Being an artist is all about putting forth in the world a vision that is yours and yours alone, a perspective that hopefully many people will find unique, challenging and rewarding. But even though my signature is the only one at the bottom corner of my paintings, part of how I work is by bringing into the development process my wonderful circle of friends, who have been rallying to my cause for years now. Be it to contribute to the pieces, to help produce them or promote them, I count myself incredibly blessed that, every time I put a call out to those who love me, I know they will be there for me, no matter how crazy my request.
And so it was last Saturday morning. Even to those who know me, the message must have sounded a little more insane than usual. I was working on the invite for the temporary "resurrection" of my installations, this Thursday in New York thanks to the folks at ANAVAILABLESPACE. So I asked: could they help me carry a giant black cock around the streets of Manhattan?
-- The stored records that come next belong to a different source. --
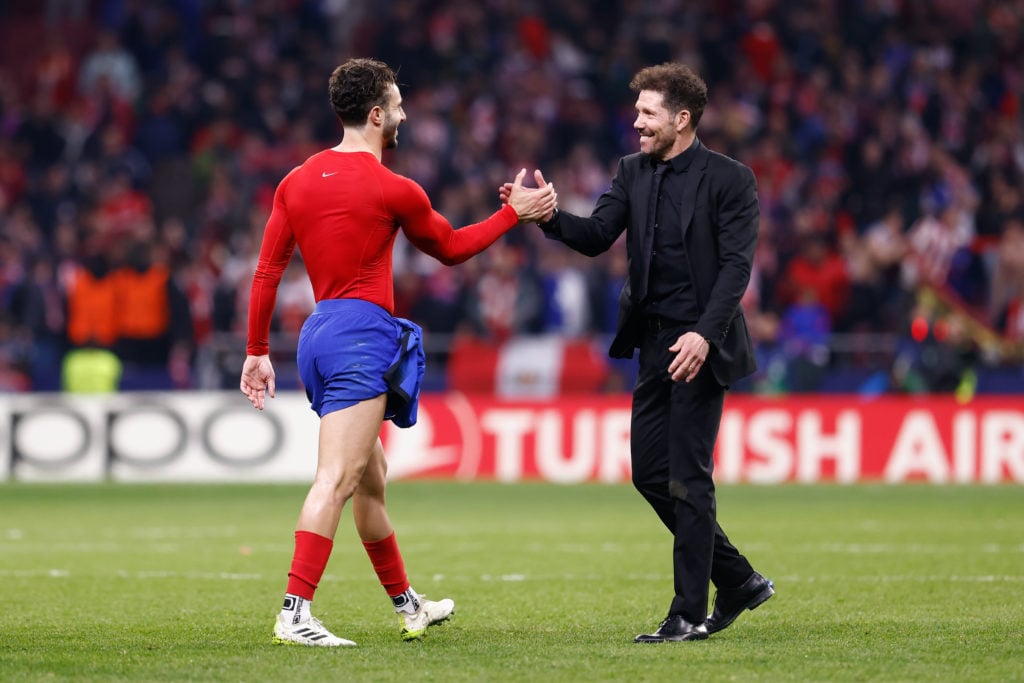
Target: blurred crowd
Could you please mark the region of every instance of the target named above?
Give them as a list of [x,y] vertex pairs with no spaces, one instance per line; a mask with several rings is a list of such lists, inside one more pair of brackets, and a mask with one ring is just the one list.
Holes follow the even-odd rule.
[[[455,226],[521,167],[589,214],[630,78],[689,63],[701,140],[758,179],[741,388],[1024,387],[1022,0],[11,0],[0,56],[0,390],[235,386],[274,188],[338,142],[349,56],[398,70],[385,163]],[[442,368],[460,335],[603,343],[625,270],[532,226],[455,268],[399,239],[396,314]],[[276,349],[312,305],[297,255]]]

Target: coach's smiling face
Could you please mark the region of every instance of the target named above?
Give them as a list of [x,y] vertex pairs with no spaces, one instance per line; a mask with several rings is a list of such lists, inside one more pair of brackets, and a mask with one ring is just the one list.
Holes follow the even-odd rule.
[[641,90],[636,98],[633,129],[640,135],[640,151],[644,154],[667,161],[686,150],[694,136],[687,129],[689,123],[689,110],[670,111],[660,92]]

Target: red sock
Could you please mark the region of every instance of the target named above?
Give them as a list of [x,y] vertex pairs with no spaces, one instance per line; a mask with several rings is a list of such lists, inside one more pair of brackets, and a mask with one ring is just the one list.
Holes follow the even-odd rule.
[[373,570],[377,572],[380,585],[384,586],[388,597],[393,598],[409,590],[409,579],[405,575],[405,562],[398,551],[395,532],[379,541],[363,541],[366,554],[370,556]]
[[312,531],[295,532],[295,554],[288,572],[288,592],[312,602],[313,592],[324,575],[334,541]]

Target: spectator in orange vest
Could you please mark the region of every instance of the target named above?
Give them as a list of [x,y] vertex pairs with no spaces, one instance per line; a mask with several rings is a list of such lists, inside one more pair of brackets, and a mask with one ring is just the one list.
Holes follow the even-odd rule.
[[[111,348],[117,341],[117,291],[107,256],[93,245],[66,276],[67,342],[61,388],[74,392],[117,389],[121,368]],[[103,371],[97,371],[98,367]]]
[[95,252],[74,265],[64,291],[69,345],[112,347],[117,341],[117,294],[107,257]]
[[159,250],[152,242],[137,241],[113,278],[116,350],[125,364],[121,388],[170,389],[187,383],[187,378],[172,377],[171,362],[191,352],[188,300]]

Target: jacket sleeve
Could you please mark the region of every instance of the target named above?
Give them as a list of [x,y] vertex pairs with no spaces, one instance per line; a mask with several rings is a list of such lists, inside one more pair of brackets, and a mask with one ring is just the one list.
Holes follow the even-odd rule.
[[626,229],[629,193],[625,174],[625,164],[620,159],[612,186],[598,198],[589,218],[559,211],[550,223],[540,224],[540,229],[548,238],[586,256],[607,251]]
[[[737,163],[723,176],[721,184],[712,188],[716,195],[712,202],[717,206],[718,277],[695,327],[715,346],[725,340],[747,291],[760,219],[753,171]],[[712,220],[716,220],[714,216]]]

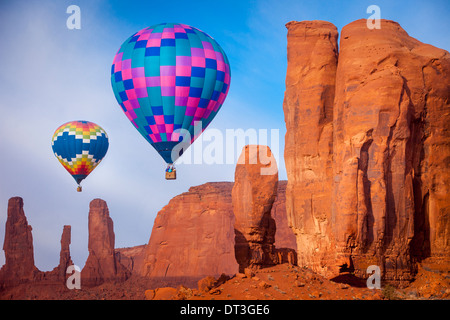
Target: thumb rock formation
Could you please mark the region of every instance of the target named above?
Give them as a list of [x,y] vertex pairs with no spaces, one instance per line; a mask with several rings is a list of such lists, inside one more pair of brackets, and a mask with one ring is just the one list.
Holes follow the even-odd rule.
[[106,202],[94,199],[89,205],[89,256],[81,270],[81,286],[97,286],[105,281],[124,281],[130,272],[114,252],[114,227]]
[[269,147],[245,146],[236,165],[232,191],[235,256],[240,272],[277,261],[276,226],[270,214],[277,188],[278,169]]

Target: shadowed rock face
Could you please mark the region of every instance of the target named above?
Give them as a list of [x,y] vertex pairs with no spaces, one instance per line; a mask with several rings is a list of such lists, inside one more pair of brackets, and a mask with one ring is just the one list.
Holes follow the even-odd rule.
[[123,281],[130,272],[116,261],[114,227],[108,206],[101,199],[89,205],[89,256],[81,270],[82,286],[96,286],[105,281]]
[[[266,146],[245,146],[236,165],[232,191],[235,255],[239,271],[276,263],[272,205],[278,188],[275,158]],[[275,170],[263,171],[275,164]]]
[[277,227],[274,245],[276,248],[289,248],[297,251],[295,234],[289,227],[286,216],[286,186],[286,180],[278,181],[277,196],[273,202],[272,211],[270,213],[275,220]]
[[287,28],[286,210],[299,264],[359,276],[374,264],[406,281],[417,261],[448,261],[449,53],[387,20],[345,26],[339,59],[334,26]]
[[132,274],[140,275],[146,246],[143,244],[129,248],[116,248],[114,250],[116,261],[120,262]]

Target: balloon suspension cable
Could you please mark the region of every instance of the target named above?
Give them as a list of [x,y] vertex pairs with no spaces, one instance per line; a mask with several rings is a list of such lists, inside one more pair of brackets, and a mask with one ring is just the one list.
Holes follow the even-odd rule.
[[83,191],[83,188],[80,185],[78,185],[77,192],[81,192],[81,191]]

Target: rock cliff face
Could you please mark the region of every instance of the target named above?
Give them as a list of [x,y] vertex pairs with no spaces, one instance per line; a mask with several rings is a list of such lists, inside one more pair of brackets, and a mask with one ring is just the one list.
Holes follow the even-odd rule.
[[[284,209],[286,181],[280,181],[272,216],[277,247],[296,249]],[[161,285],[195,286],[205,276],[238,272],[234,252],[233,182],[192,187],[174,197],[155,219],[144,252],[142,275]],[[276,213],[275,213],[276,211]]]
[[106,202],[94,199],[89,205],[89,256],[81,270],[82,286],[126,280],[130,272],[116,260],[114,227]]
[[299,265],[327,275],[337,271],[331,195],[338,32],[325,21],[290,22],[286,27],[286,213],[297,237]]
[[9,199],[3,243],[5,264],[0,270],[0,287],[28,282],[39,274],[34,265],[31,229],[23,210],[23,199]]
[[299,263],[359,276],[374,264],[405,281],[417,261],[448,261],[449,53],[387,20],[345,26],[339,59],[332,25],[287,28],[286,210]]
[[141,274],[144,264],[144,253],[147,245],[115,249],[116,261],[121,263],[132,274]]
[[289,227],[288,219],[286,216],[286,180],[278,181],[278,190],[275,201],[272,205],[272,211],[270,215],[275,220],[277,230],[275,232],[276,248],[289,248],[297,251],[297,241],[295,234]]
[[396,22],[364,25],[342,29],[336,75],[338,253],[409,280],[414,257],[449,254],[450,55]]
[[[274,166],[264,174],[263,170]],[[271,216],[278,188],[276,161],[267,146],[245,146],[236,165],[232,190],[235,256],[239,271],[273,265],[275,220]]]
[[232,186],[214,182],[191,187],[158,212],[145,252],[144,276],[197,281],[237,272]]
A few were baffled for a second, and then they remembered the piece from my exhibit. Surely, I wasn't talking about carrying an 18 foot long penis around? Yes, I was, and the re sult was a trek across Downtown like we will never have again.
The question on everyone's lips that morning was - could we get arrested? Well, yes, of course. And yet somehow, not one of my friends tried to find an excuse to get out of it. Everyone donned on gloves to protect the artwork, and duly lined up carrying a section of the penis. Off we went. Where to first? I think it was too late when everyone realized that I had taken them right next to a police station. Some might have suspected me of trying to make a statement, to dare to go right where I shouldn't. And maybe I was. But before you know it, we were crossing a major street holding a giant, stiff black cock.
And on we went, from next to a police station to a very discreet location: the Southern tip of Manhattan, where tourists line up for the ferries to the Statue of Liberty. In fact, thousands of them seemed to have lined up there that morning. I wasn't to sure what to expect from the crowds. I was happy to see that so many people got a kick out of what we were doing, taking pictures from every angle, even from their apartment windows as they waved to us. I love this city.
More importantly, I love all of you who believe in me, who are always willing to lend a hand, a who cheer for me when I succeed. There is a little bit of you in every one of my pieces.